8. Penstemon Mountain Treats Red
We’d seen Mountain Treats this year at CAST. But seeing them in situ at the trial gardens placed them in context and made a great case for making them a garden staple. The big blooms made them a magnet for garden browsers, and the medium habit kept them from overwhelming neighbors.
Garden Solutions’ super succulents
Among the vendors, Garden Solutions was premiering its new fall succulents rack program. The rack, available to order now for delivery through early October, features 209 retail-ready succulent pots with a variety of new fall-hued mixes.
The new mixes, exclusive to this program, were drawing a great deal of attention with their yellow, orange and gray tones with a variety of contrasting succulent shapes and textures. Garden Solutions told us that unlike many succulent mixes, the plants grow at the same rate, meaning they will thrive together, rather than having one eventually crowd out the rest of the pot.
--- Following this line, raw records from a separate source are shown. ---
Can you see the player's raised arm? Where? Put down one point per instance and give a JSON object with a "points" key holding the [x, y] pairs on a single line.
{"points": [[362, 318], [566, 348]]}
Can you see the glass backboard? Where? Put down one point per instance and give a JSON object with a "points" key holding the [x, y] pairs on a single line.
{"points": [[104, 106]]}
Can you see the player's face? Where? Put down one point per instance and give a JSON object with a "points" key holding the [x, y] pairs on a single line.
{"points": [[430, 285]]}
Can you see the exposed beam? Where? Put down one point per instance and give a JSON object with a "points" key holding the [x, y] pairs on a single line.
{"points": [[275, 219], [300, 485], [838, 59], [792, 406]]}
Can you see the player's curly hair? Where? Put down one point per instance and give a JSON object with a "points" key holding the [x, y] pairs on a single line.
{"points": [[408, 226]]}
The Garden Solutions program is only sold in racks to protect the small succulents in shipping.

Donahue’s clematis climax
Another vendor caught our eye with new varieties of these beautiful climbers. Donahue’s, a Minnesota grower-retailer and clematis specialist, premiered three new varieties of the flowing vines. Baroness Fookes is what the grower calls an “extremely free-flowering clematis.” It has almost bicolor purple on purple blooms featuring delicately ruffled edges. Elpis offers deep red round-shaped flowers with contrasting yellow anthers. Finally, the profusely flowering Ithemba features star-like flowers with a pink bar in the center of each ruffled white petal. Red filaments and anthers add additional interest and contrast. All are available to order now. For more information, visit donahuesclematis.com.
Almost like Colombia
To attempt to give Perennials Day visitors a feel for Colombia (as if the 90% humidity and high temps weren’t already doing that), Darwin repurposed portions of the Ball West Chicago headquarters to simulate the Darwin Colombia tissue culture lab and unrooted cutting growing operations.
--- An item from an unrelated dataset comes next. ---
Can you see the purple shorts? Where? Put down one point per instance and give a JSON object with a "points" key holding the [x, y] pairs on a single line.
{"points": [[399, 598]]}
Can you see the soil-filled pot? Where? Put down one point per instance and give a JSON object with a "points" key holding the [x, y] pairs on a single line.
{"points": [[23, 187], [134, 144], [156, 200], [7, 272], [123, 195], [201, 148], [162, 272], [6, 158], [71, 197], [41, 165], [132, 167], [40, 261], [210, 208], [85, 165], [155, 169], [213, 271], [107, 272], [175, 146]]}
Tour attendees stopped at three stations. Each station featured a video from Darwin Colombia featuring Carlos Martinez, director of research, development and propagation, who talked through the process from tissue culture to shipping. After the video, tour-goers were quizzed and given an opportunity to get hands-on with tissue culture samples and cuttings. Along the way, participants were reminded of Darwin Colombia’s commitment to a clean facility and a cold chain to protect the plants.
It wasn’t quite Colombia, but it was as close as we could get in the suburbs of the Windy City.
Seed tech
Ball also took Perennials Day as an opportunity to show off some new technology in the Ball Seed division as the headquarters are renovated and updated to be more functional. One of the biggest changes observed was construction of a new, massive seed vault to consolidate all the seeds scattered in smaller vaults tucked here and there around the Ball headquarters.
Also new was high-tech seed packaging automation Ball helped develop with the manufacturer. The seed packaging machines use high-tech imaging to ensure accurate seed counts at 1,500 seeds per second.
Adjacent to the seed packaging room, Ball showed off its three-story robotic warehouse and shipping unit. The massive, towering rectangular robot automates the company’s seed storage and shipping, cutting down on both labor and space. It features four bays (two on either side of the robot) that allow four different employees to retrieve totes that are stored among the stacks. Once totes are ordered at the interface, they are delivered at high speeds to the employee, who either loads the totes with seed packages to be warehoused or removes packages to fulfill orders for clients. The process is wildly fast and mesmerizing to watch — one of the day’s non-flower highlights to be sure.